Diet and supplements that actually help
Calcium and vitamin D are the two most important nutrients for bone health. Aim for about 1,000 mg of calcium daily if you’re under 50. Women over 50 and men over 70 should aim for 1,200 mg. Get calcium from food first — milk, yogurt, canned salmon with bones, tofu, and fortified plant milk. If you need a supplement, don’t exceed the daily target without checking your doctor.
For vitamin D, a common target is 800–1,000 IU daily, but levels vary. Ask your doctor for a 25(OH)D blood test if you’re unsure. If your level is low, they may suggest a higher dose for a short time then a maintenance dose. Avoid mega-doses unless a clinician prescribes them.
Be cautious with calcium pills: they help when needed, but taking large amounts in one dose isn’t better and may raise other risks. Also check interactions — steroids, some acid blockers, and certain seizure drugs can affect bone health and nutrient absorption.
Move in ways that strengthen bones
Weight-bearing and resistance exercises are the most effective. Aim for: brisk walking or jogging 30 minutes most days, plus resistance work (weights, bands, bodyweight) two or three times a week. Add balance and mobility training — tai chi, single-leg stands, or heel-to-toe walking — to reduce fall risk.
Start slow if you’re new to exercise. Even a short daily walk and two strength sessions a week will help. If you have joint pain or a medical condition, get tailored advice from a physiotherapist.
Simple home changes cut fracture risk: clear loose rugs, add grab bars in bathrooms, improve lighting, and keep frequently used items within reach. Check vision once a year and review your medications with a doctor or pharmacist for ones that cause dizziness or weak bones.

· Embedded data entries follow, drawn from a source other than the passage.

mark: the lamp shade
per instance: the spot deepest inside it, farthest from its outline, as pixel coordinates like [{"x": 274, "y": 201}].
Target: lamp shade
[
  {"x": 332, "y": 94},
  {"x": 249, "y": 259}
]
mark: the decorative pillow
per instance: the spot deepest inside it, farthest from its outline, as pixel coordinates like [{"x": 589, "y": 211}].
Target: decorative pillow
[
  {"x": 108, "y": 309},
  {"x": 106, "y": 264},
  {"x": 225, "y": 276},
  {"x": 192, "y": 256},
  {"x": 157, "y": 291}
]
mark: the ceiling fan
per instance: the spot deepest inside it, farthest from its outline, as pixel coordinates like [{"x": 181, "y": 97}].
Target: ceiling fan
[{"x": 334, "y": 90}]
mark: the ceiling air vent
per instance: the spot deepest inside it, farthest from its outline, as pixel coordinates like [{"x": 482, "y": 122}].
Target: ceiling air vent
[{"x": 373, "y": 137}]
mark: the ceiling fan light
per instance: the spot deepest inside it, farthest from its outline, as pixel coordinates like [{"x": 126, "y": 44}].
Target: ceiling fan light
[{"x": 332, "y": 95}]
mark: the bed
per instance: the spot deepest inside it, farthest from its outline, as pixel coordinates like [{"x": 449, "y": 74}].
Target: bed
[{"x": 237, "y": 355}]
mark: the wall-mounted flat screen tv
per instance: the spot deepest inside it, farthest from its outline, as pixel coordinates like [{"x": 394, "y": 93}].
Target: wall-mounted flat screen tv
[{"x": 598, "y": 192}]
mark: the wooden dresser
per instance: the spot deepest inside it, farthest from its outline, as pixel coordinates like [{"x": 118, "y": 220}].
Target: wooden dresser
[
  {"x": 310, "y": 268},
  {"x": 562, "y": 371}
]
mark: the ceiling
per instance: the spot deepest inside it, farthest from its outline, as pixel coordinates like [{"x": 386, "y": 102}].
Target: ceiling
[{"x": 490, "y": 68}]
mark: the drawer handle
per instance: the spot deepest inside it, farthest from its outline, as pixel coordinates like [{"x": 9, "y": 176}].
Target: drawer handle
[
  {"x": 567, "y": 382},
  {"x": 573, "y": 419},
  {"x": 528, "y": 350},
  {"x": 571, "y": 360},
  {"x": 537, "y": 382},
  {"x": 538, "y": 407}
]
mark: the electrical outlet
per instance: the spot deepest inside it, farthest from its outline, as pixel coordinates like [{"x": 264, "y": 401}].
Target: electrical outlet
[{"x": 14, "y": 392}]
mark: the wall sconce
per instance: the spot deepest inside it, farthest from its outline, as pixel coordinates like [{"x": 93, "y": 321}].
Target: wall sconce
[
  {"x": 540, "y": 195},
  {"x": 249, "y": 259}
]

When should you get screened? Ask about a DEXA bone density scan if you are a woman over 65, a man over 70, or anyone with major risk factors (long-term steroid use, previous low-trauma fracture, or conditions like rheumatoid arthritis). Your doctor can also use a fracture risk tool (FRAX) to decide if treatment is needed.
There are medicines that prevent bone loss and build bone — bisphosphonates, denosumab, and anabolic options like teriparatide. They work, but they have pros and cons. Discuss timing, side effects (like rare jaw or atypical femur issues), and how long you should stay on them.
Want a personalized plan? Talk to your doctor about tests, safe supplements, and an exercise routine that fits your life. Small, steady changes add up — and your bones will thank you.